The naloxone in Suboxone does not reach the bloodstream in significant amounts, and has no relevance to the issue of post-operative pain and Suboxone/buprenorphine.
Discontinuation of high dose buprenorphine/Suboxone results in opioid withdrawal symptoms within 24-48 hours, similar to the discontinuation of methadone 40 mg/day.
Normal amounts of opioid pain medication are NOT sufficient for treating pain in people on buprenorphine maintenance.
Opioid agonists will NOT cause withdrawal in people taking buprenorphine.  Initiating buprenorphine WILL precipitate withdrawal in someone tolerant to opioid agonists, unless the person is in opioid withdrawal before initiating buprenorphine.
Non-narcotic pain relievers CAN and should be used for pain whenever possible in people on buprenorphine to reduce need for opioids. Note that Ultram has opioid and non-opioid effects; the opioid effects are blocked by buprenorphine.
I have had success in people taking 4 mg of buprenorphine/day, using oxycodone, 15-30 mg every 4 hours.  Some patients can control their own intake of oxycodone while on buprenorphine, but some patients CAN’T.  Overdose IS possible, if patients take excessive amounts of the opioid agonist.
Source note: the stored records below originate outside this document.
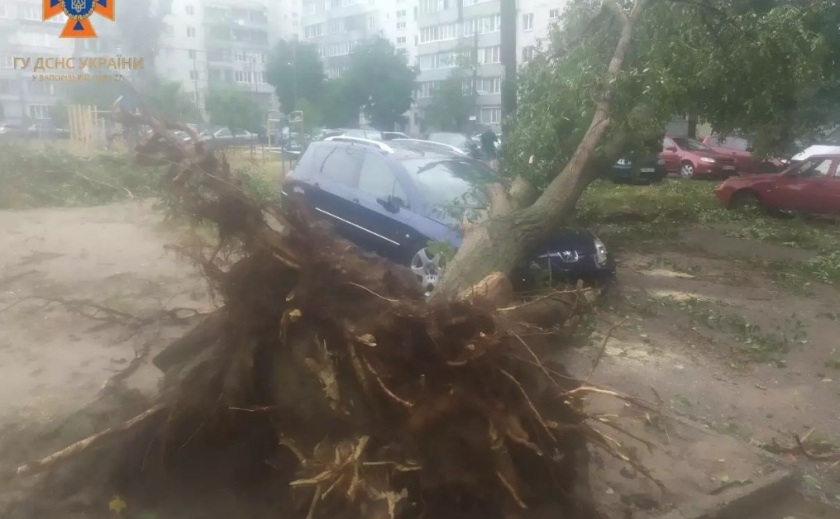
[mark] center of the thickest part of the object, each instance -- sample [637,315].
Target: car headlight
[600,252]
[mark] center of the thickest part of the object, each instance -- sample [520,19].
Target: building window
[528,53]
[528,22]
[427,89]
[39,111]
[483,25]
[438,33]
[313,31]
[489,85]
[490,115]
[489,55]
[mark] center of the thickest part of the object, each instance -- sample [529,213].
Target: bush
[36,178]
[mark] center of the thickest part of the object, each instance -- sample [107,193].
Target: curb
[738,502]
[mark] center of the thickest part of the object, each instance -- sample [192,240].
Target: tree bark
[506,237]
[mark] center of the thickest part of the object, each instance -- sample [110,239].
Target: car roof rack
[433,144]
[358,140]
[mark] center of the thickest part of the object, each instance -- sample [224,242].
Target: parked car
[819,149]
[741,151]
[11,131]
[638,168]
[223,137]
[463,142]
[810,186]
[392,199]
[389,136]
[691,158]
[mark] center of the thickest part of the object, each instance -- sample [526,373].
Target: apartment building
[447,29]
[336,27]
[23,34]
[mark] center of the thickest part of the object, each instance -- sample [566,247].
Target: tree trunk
[501,242]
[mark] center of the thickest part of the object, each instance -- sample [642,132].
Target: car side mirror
[391,204]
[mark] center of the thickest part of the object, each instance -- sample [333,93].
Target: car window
[815,168]
[341,166]
[690,144]
[377,179]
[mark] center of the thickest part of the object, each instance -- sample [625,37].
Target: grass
[647,216]
[751,342]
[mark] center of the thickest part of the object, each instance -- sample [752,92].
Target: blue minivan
[394,198]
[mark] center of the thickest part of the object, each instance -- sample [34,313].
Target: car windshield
[451,188]
[690,144]
[453,139]
[735,143]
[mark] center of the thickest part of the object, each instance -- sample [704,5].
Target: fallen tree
[327,386]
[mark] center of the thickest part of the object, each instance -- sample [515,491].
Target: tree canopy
[380,82]
[755,72]
[295,71]
[231,107]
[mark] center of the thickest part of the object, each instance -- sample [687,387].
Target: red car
[739,149]
[691,158]
[811,186]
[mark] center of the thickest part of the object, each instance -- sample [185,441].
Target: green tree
[615,72]
[381,83]
[295,71]
[231,107]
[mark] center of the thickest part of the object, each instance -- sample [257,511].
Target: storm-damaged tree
[615,73]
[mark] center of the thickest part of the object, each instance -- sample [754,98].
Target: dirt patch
[723,345]
[56,355]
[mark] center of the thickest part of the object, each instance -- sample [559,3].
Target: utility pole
[474,57]
[195,81]
[507,53]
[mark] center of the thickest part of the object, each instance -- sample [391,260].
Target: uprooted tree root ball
[326,386]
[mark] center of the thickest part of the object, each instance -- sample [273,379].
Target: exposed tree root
[328,387]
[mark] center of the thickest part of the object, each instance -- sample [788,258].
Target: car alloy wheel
[687,170]
[428,268]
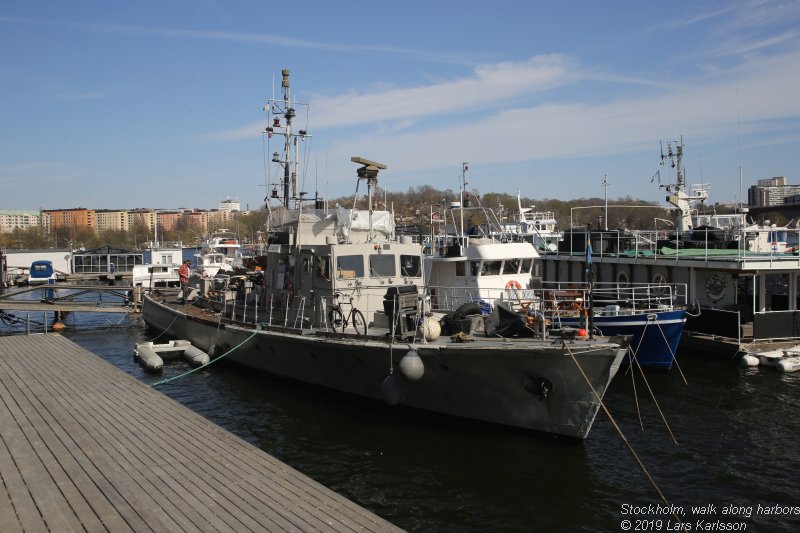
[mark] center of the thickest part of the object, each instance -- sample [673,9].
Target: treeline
[138,236]
[415,205]
[411,207]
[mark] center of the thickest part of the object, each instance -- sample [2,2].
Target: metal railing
[702,243]
[612,298]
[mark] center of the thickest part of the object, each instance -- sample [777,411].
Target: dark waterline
[737,431]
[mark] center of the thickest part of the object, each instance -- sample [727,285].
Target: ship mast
[679,197]
[281,114]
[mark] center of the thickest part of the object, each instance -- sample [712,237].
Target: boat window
[526,266]
[474,268]
[350,266]
[511,266]
[324,267]
[410,265]
[382,265]
[491,268]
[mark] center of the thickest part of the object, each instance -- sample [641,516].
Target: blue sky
[159,104]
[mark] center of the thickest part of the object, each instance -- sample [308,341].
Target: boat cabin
[41,272]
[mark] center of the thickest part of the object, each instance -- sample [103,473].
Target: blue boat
[655,335]
[42,271]
[653,314]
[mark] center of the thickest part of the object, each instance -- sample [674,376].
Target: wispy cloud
[550,130]
[244,37]
[484,90]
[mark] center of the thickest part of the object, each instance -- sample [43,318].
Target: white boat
[485,267]
[162,271]
[225,243]
[739,275]
[42,272]
[536,227]
[302,319]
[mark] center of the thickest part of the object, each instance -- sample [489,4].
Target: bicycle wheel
[335,319]
[359,324]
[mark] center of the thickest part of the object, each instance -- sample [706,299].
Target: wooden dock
[86,447]
[68,298]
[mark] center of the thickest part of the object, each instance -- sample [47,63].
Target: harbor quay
[87,447]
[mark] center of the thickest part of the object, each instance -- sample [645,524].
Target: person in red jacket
[183,274]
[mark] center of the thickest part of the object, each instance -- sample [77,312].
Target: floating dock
[86,447]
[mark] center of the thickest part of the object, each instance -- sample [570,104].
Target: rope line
[165,329]
[674,357]
[621,434]
[647,384]
[163,381]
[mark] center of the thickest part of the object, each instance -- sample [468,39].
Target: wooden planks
[84,446]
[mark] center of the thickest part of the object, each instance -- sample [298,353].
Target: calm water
[737,431]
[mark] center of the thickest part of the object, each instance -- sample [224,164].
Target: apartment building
[77,217]
[11,219]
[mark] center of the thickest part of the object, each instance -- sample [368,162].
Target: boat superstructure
[339,303]
[493,271]
[739,275]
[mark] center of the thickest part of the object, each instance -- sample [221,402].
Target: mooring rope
[165,329]
[674,358]
[163,381]
[621,434]
[647,384]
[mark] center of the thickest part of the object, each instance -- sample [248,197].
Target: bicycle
[338,320]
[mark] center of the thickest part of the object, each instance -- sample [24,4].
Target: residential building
[107,219]
[77,217]
[771,192]
[11,219]
[229,205]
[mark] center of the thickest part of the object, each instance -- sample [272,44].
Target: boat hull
[534,385]
[654,336]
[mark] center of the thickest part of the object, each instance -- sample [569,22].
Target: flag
[656,175]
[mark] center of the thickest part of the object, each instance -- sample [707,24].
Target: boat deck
[85,446]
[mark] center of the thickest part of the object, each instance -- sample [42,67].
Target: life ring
[511,289]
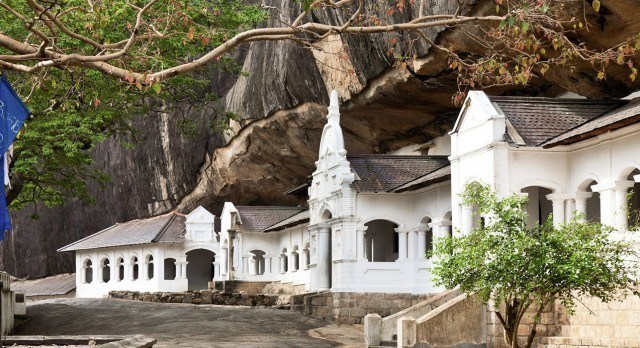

Consider providing multiple prescriptions with ‘fill after’ dates, each for a very short period of time (e.g. 2 days each) to that patients do not have access to large amounts of opioids at one time.
For longer post-operative periods I have used combinations of long and short-duration agonists, e.g. Oxycontin 20 mg BID plus oxycodone, 15 mg q4 hours PRN.
The risk of death is significant for opioid addicts not on buprenorphine.  Buprenorphine/Suboxone has opioid-blocking effects that reduce risk of overdose and death.  Asking a person to stop or ‘hold’ their Suboxone is introducing significant risk of injury.  Opioid addicts are NOT generally able to stop Suboxone without replacing it with illicit opioids.